Web scraping is a technique used to extract information from websites. With the help of a web scraper, we can automate the process of collecting data from websites. This can be useful for tasks like data mining, price monitoring, and content aggregation
Table of contents
Open Table of contents
Install the HtmlAgilityPack library using the NuGet package manager.
Right-click on your project in the Solution Explorer and select “Manage NuGet Packages.” Search for “HtmlAgilityPack” and click on “Install.”
Add the following using statements at the top of your Program.cs file:
using System;
using System.Net;
using HtmlAgilityPack;
Define the URL of the website you want to scrape.
For this example, we will scrape the top headlines from the BBC News website.
string url = "https://www.bbc.com/news";
Send a request to the website
Use the HttpWebRequest class to send a request to the website and retrieve its HTML content. We will also create an HtmlDocument object from the HTML content.
HttpWebRequest request = (HttpWebRequest)WebRequest.Create(url);
HttpWebResponse response = (HttpWebResponse)request.GetResponse();
HtmlDocument document = new HtmlDocument();
document.Load(response.GetResponseStream());
Parse the HTML with HtmlAgilityPack
Use the HtmlAgilityPack library to parse the HTML and extract the data we want.
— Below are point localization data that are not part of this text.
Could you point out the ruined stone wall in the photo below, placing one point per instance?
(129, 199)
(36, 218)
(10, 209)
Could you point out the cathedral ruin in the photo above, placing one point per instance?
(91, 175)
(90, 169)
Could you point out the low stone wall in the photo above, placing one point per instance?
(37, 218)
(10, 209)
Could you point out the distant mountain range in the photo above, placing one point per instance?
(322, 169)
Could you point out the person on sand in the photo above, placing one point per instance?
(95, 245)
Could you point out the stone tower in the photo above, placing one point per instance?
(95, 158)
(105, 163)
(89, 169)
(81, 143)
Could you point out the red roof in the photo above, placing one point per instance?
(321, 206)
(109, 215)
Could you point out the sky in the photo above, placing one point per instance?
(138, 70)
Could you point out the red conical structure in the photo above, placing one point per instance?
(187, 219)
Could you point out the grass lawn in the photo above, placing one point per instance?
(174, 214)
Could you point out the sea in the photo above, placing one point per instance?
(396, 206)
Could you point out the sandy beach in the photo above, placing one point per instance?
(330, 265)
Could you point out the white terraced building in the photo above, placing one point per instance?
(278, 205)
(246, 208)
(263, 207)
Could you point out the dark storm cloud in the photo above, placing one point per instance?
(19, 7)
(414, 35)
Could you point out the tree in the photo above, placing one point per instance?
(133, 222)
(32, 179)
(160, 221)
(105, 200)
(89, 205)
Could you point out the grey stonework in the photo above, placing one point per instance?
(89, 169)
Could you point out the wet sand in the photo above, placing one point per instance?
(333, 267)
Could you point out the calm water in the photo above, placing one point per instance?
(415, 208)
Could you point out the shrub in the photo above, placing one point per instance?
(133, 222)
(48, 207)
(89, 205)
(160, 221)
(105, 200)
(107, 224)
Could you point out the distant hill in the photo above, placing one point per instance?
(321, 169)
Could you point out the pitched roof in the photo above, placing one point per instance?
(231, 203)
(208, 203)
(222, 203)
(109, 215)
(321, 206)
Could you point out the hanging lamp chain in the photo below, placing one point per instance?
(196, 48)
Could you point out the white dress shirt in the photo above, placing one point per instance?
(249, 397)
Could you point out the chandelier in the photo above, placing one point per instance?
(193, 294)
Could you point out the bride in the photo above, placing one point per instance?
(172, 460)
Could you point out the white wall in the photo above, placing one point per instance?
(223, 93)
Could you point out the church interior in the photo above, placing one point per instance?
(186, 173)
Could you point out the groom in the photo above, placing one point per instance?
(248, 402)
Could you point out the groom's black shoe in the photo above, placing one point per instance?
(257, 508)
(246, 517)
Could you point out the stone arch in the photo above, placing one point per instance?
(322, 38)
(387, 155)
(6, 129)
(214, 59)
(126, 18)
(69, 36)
In this case, we want to extract the text of the top headlines.
var headlines = document.DocumentNode.Descendants("h3").Where(node => node.GetAttributeValue("class", "").Contains("gs-c-promo-heading__title")).ToList();
foreach (var headline in headlines)
{
Console.WriteLine(headline.InnerText.Trim());
}
Finished! Run your app!
Run the application and see the top headlines printed to the console.
That’s it! You have now created a basic web scraper in C#. Of course, this is just a starting point. You can use this code as a basis for more complex web scraping tasks. Just remember to respect the website’s terms of use and use web scraping responsibly.